157 Edito

Que sont boire, manger, déféquer, copuler, sinon des besoins vitaux que le mammifère satisfait quasi instinctivement. Mais l’homme y a ajouté le plaisir. Le manque crée l’ennui, l’abstinence cause la souffrance mais l’excès nuit, et la répétition devient drogue. Pour éviter que sa recherche de jouissance le mène à l’indigestion, l’homme a essayé de boire sans être saoul, de manger sans grossir et de copuler sans se reproduire. Il a inventé la contraception.

Si tout s’arrêtait là, ce serait bien trop simple. La complexité en l’occurrence porte un nom: le psychisme. Contrôlé, raisonné, déluré, libéré, voire débridé, il guide tant bien que mal la vie de chacun. Ancré dans les relations avec le père, avec la mère, lié à l’éducation, baigné dans une culture; il interprète, pour l’un en bonheur, ce que l’autre a en horreur et il traduit, en frustration pour le premier, ce que le second réussit.

Mais au rayon des plaisirs il n’y a pas que la bouffe ou le sexe… Le mammifère a dû s’adapter au milieu de vie et faire preuve d’ingéniosité pour survivre dans un univers hostile. L’homme va plus loin, il transforme le milieu ou joue même à Dieu en le créant. Il joue aussi pour rien, il pond des idées, les fait rebondir, les associe, il invente et construit des théories pour expliquer son environnement, ses créations concrètes ou mentales et ses propres pensées. L’homme joue pour le plaisir, pour son plaisir. Le plaisir intellectuel est pur, sans amertume et sans effet secondaire non désiré.

Le sexe et l’intelligence sont au centre du plaisir, le plaisir est au centre de l’école.

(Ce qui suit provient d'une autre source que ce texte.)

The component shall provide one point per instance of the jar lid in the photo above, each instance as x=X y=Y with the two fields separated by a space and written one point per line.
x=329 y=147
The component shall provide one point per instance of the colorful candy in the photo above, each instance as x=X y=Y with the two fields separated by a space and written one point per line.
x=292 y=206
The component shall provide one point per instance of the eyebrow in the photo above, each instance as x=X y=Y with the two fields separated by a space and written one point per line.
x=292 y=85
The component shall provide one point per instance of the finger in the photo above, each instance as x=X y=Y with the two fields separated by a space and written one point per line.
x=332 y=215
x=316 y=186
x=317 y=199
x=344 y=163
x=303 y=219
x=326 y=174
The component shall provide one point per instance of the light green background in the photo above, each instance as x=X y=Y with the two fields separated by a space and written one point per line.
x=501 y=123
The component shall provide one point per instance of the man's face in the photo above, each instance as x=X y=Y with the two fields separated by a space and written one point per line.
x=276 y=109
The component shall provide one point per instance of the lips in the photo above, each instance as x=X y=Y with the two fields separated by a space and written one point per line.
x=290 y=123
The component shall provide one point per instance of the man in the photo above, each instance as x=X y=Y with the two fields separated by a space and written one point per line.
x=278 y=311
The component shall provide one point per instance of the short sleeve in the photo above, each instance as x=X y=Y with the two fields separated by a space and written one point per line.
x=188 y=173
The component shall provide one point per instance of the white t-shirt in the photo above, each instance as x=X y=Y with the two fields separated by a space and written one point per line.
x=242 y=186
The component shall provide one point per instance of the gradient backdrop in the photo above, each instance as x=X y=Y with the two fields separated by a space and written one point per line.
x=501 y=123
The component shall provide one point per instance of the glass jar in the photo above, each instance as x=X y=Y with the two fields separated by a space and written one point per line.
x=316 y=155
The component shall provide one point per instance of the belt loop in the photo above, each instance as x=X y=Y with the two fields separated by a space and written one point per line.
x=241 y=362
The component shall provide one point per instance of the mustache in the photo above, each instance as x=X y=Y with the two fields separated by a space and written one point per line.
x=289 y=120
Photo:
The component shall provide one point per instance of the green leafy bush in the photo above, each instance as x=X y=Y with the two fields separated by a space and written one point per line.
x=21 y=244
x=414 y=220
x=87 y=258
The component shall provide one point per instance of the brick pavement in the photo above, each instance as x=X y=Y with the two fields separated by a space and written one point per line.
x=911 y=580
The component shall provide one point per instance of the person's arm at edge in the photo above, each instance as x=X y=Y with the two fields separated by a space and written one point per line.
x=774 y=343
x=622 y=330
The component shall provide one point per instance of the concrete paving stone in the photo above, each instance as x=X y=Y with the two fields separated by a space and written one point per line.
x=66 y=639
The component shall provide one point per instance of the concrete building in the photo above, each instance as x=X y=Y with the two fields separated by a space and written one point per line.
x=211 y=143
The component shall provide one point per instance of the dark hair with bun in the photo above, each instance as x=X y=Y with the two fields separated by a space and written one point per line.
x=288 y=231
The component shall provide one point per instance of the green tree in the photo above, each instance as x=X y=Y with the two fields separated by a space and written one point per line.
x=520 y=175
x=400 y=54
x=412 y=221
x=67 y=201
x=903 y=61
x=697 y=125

Mais il y a des existences sans sexe, des apprentissages sans plaisir, des écoles sans intelligence, des frustrations plein les têtes, des découragements plein les cœurs, de la violence plein les murs, des incendies dans les classes, des pompiers dans les profs et des fêtes qui se terminent en apocalypse.

Réintroduire le plaisir dans les cours, permettre à l’esprit d’être bien dans son corps, intégrer le corps à la société, c’est de la psychologie, de la pédagogie et de la politique. Quel métier difficile!